Abrimos nuestra ventana cultural con la sección «Apuntes para la Historia», y lo hacemos dedicando este primer artículo a la Cruz de Plata sobre la que procesiona el Santísimo Cristo de la Vera-Cruz. Se trata de una auténtica joya del patrimonio villanovense que atesora una curiosa historia.
La cruz, fechada en 1899, fue encargada a los talleres Meneses de Sevilla y logró salvarse de los horrores de la Guerra Civil gracias a la valiente actuación de varios vecinos, que evitaron su destrucción.
De su origen, su valor artístico y las vicisitudes que marcaron su conservación nos da cuenta el cronista oficial de Villanueva del Arzobispo, Manuel López Fernández.
ARTICULO BOLETÍN OFICIAL DE CRONISTAS.
Manuel López Fernández
La Cruz de Plata del Cristo de la Vera-Cruz: una joya salvada de la destrucción
El inventario histórico de la Cofradía del Santísimo Cristo de la Vera-Cruz continúa desvelando valiosas páginas de la historia de esta corporación. Entre sus bienes más destacados sobresale la cruz de plata sobre la que procesiona actualmente la imagen del Cristo, obra de Mariano Benlliure, una pieza de extraordinario valor artístico y sentimental.
Sobre el origen de esta cruz, el investigador Eleuterio Nula recoge el siguiente testimonio:
«Una fiesta singular se celebró en 1899, cuando se estrenó la artística Cruz de Plata, construida en los talleres Meneses de Sevilla para la imagen del Santísimo Cristo, que se veneraba en el templo. Fue encargada al representante en esta provincia, don José Navarro Jiménez, quien entregó también un magnífico templete para Nuestra Señora de la Cabeza de Andújar.
El día 2 de mayo hubo gran iluminación, elevación de globos y velada musical en la puerta de la ermita.

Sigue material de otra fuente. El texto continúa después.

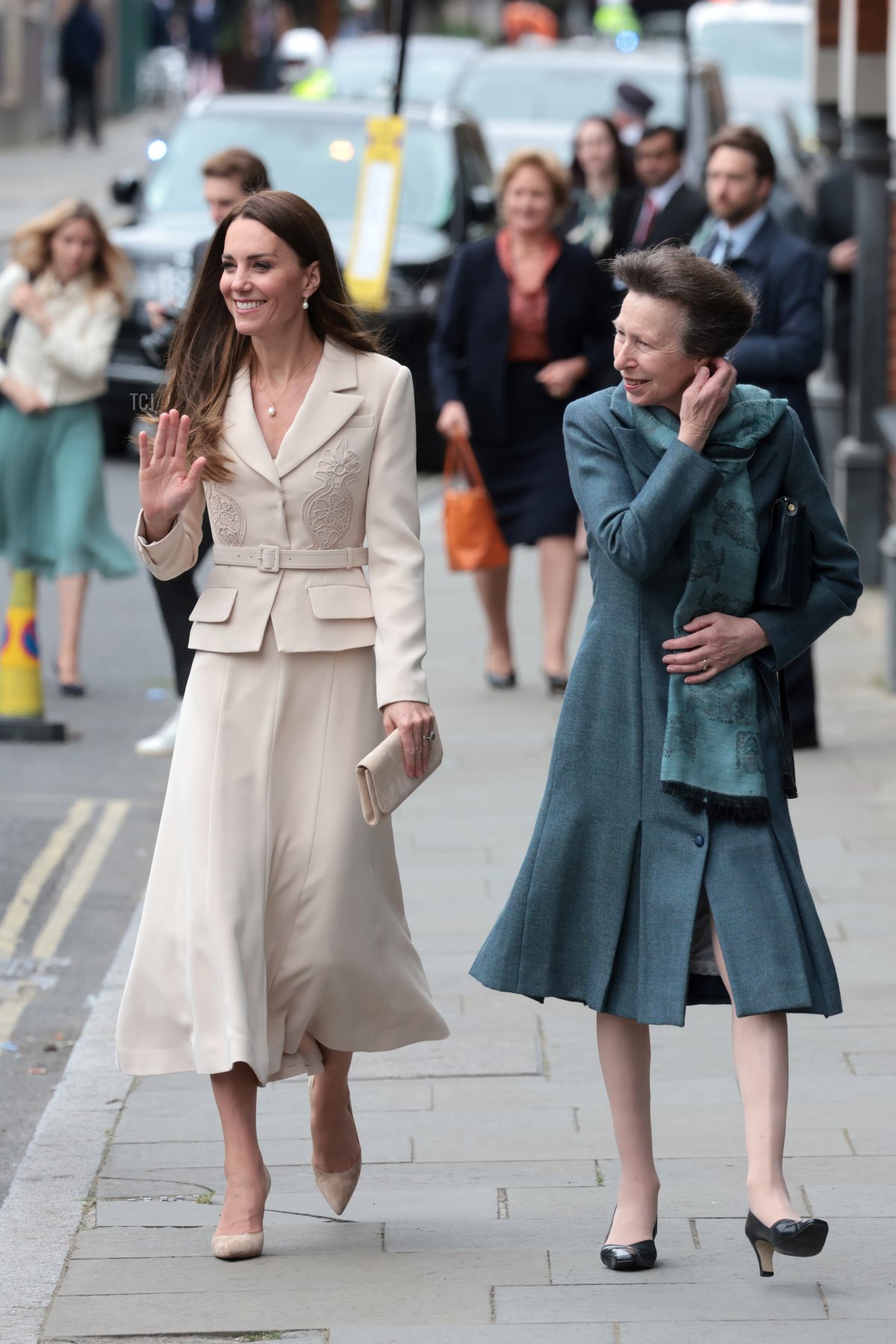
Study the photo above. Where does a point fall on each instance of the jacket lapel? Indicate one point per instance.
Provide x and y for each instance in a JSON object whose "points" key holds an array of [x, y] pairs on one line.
{"points": [[243, 433], [328, 403], [637, 452]]}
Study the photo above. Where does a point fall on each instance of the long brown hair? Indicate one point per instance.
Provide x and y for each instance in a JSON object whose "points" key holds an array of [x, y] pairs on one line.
{"points": [[207, 351], [31, 248]]}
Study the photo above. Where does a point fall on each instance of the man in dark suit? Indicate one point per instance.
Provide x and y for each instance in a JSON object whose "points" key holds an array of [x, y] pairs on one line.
{"points": [[785, 344], [836, 233], [81, 47], [669, 208]]}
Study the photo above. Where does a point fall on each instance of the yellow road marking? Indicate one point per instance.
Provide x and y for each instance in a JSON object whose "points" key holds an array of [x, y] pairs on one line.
{"points": [[80, 882], [69, 900], [40, 870]]}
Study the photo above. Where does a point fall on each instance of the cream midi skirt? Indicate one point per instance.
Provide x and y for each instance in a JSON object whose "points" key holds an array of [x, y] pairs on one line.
{"points": [[273, 922]]}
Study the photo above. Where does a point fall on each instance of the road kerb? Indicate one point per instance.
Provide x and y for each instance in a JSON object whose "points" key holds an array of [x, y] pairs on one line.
{"points": [[45, 1206]]}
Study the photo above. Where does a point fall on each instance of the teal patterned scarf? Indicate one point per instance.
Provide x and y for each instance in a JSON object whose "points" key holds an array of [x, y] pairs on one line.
{"points": [[712, 753]]}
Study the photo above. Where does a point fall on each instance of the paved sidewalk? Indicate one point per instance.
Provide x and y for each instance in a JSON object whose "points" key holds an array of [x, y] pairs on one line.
{"points": [[489, 1163]]}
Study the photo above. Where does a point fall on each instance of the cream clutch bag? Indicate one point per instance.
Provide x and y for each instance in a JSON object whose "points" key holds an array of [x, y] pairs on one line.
{"points": [[382, 780]]}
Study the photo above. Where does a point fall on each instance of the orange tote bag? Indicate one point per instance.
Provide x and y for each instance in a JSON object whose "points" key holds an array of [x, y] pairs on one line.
{"points": [[472, 535]]}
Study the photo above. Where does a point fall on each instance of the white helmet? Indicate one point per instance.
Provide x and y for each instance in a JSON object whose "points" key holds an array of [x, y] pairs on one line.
{"points": [[299, 53]]}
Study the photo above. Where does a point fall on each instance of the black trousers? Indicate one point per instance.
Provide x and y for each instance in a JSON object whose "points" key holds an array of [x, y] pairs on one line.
{"points": [[82, 100], [176, 600]]}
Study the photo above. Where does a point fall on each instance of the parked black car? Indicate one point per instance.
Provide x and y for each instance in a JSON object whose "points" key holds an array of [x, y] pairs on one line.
{"points": [[314, 149]]}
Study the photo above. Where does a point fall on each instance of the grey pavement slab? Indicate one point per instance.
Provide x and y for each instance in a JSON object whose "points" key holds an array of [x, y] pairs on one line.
{"points": [[741, 1332], [660, 1301], [474, 1335], [267, 1295]]}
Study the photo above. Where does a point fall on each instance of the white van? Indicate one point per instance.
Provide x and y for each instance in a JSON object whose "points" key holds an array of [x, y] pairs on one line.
{"points": [[762, 52]]}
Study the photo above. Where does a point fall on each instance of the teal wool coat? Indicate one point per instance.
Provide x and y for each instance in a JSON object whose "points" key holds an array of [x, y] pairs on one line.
{"points": [[603, 909]]}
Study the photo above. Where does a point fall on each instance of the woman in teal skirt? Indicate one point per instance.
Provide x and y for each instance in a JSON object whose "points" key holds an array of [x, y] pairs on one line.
{"points": [[65, 292]]}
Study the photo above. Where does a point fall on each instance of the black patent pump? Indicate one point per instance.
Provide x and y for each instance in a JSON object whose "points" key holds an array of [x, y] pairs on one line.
{"points": [[630, 1258], [802, 1236]]}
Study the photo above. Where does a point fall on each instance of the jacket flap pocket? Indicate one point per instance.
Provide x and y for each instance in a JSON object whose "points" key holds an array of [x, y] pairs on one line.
{"points": [[214, 605], [340, 603]]}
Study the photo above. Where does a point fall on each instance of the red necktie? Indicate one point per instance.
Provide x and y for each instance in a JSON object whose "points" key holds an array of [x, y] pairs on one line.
{"points": [[645, 221]]}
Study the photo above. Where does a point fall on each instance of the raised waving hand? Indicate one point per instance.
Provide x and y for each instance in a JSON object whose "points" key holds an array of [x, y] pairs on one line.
{"points": [[167, 483]]}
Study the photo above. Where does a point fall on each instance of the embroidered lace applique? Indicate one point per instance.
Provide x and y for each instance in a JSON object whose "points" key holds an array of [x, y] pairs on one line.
{"points": [[328, 512], [227, 517]]}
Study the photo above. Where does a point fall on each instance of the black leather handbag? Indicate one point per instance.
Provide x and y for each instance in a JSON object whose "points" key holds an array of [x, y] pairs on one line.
{"points": [[785, 578], [785, 566]]}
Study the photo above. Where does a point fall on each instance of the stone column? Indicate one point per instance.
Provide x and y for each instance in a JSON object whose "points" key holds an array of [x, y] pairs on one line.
{"points": [[860, 461]]}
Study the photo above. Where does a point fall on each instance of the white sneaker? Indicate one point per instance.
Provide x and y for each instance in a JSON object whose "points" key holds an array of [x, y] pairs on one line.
{"points": [[163, 741]]}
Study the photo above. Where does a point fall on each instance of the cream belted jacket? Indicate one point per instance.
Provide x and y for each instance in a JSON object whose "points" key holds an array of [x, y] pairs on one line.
{"points": [[344, 476]]}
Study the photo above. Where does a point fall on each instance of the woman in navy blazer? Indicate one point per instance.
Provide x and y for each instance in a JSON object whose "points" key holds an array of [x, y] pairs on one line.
{"points": [[523, 329]]}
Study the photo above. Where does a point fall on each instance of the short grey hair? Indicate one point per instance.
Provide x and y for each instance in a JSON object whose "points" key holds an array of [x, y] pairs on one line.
{"points": [[719, 311]]}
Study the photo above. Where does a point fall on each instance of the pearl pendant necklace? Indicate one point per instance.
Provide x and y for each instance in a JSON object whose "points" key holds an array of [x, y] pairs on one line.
{"points": [[272, 409]]}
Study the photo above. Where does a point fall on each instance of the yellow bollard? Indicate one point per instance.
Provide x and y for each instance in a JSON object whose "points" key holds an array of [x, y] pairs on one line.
{"points": [[20, 688]]}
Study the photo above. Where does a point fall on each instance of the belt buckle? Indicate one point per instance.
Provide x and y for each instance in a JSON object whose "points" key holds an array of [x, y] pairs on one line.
{"points": [[269, 559]]}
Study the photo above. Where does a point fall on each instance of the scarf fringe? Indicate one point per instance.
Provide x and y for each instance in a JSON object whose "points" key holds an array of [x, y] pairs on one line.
{"points": [[723, 806]]}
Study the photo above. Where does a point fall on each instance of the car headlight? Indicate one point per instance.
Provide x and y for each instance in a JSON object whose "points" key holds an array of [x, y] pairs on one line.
{"points": [[164, 282], [418, 295]]}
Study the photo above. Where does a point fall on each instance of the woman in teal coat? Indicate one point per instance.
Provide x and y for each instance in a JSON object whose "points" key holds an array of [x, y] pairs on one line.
{"points": [[664, 868]]}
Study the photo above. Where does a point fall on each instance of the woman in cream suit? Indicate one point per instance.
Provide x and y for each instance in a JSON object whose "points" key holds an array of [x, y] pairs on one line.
{"points": [[273, 940]]}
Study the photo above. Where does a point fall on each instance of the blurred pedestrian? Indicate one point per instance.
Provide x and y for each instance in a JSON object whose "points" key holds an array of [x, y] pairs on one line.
{"points": [[668, 210], [835, 230], [203, 25], [160, 23], [273, 940], [603, 208], [664, 870], [82, 43], [67, 284], [228, 178], [605, 195], [630, 114], [523, 323], [786, 342]]}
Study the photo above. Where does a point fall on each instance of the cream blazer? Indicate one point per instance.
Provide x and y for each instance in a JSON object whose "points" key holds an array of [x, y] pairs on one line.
{"points": [[346, 476], [70, 363]]}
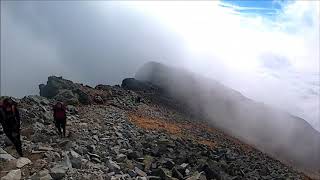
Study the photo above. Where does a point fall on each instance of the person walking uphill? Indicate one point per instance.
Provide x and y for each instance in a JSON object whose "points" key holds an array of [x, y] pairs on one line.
{"points": [[60, 118], [10, 121]]}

El día 3, tras el repique general de campanas y la diana, salió en procesión el Santísimo Cristo luciendo su nueva cruz. La imagen fue trasladada a la parroquia de San Andrés, donde, según costumbre, se celebró la función religiosa con sermón, encargado al padre Julio Serrano. Por la tarde, la procesión se dirigió a las afueras del pueblo para bendecir los campos, regresando posteriormente la sagrada imagen a su ermita.
Ese mismo día se rifó un magnífico retrato al óleo del Santísimo Cristo, de aproximadamente 1,80 metros de alto por 1,20 metros de ancho. La recaudación se destinó a la construcción de un trono del mismo metal que la cruz.»
Una pieza salvada de la Guerra Civil
La historia de esta cruz estuvo a punto de truncarse durante la Guerra Civil. Gracias al valor y la determinación de Estanislao Carcelén, la pieza pudo conservarse cuando numerosos objetos religiosos eran destruidos.
Carcelén ocultó la cruz tras un tabique falso en su vivienda y logró protegerla de los continuos registros realizados por milicianos entre 1936 y 1939, que buscaban cualquier objeto de carácter religioso para destruirlo. Estanislao regentaba una taberna situada en la actual calle Antonio Machado, donde hoy aún se conserva el inmueble, posteriormente conocido como la hojalatería de Juan y, en la actualidad, propiedad de los hijos de Candelaria.
El compromiso y la valentía de vecinos como Estanislao Carcelén permitieron salvar de la quema un reducido número de imágenes, cuadros y objetos de culto. Entre ellos se encontraba esta extraordinaria Cruz de Plata, que ha llegado hasta nuestros días como uno de los grandes tesoros patrimoniales de la Cofradía del Santísimo Cristo de la Vera-Cruz y como símbolo de la memoria, la fe y la identidad de todo un pueblo.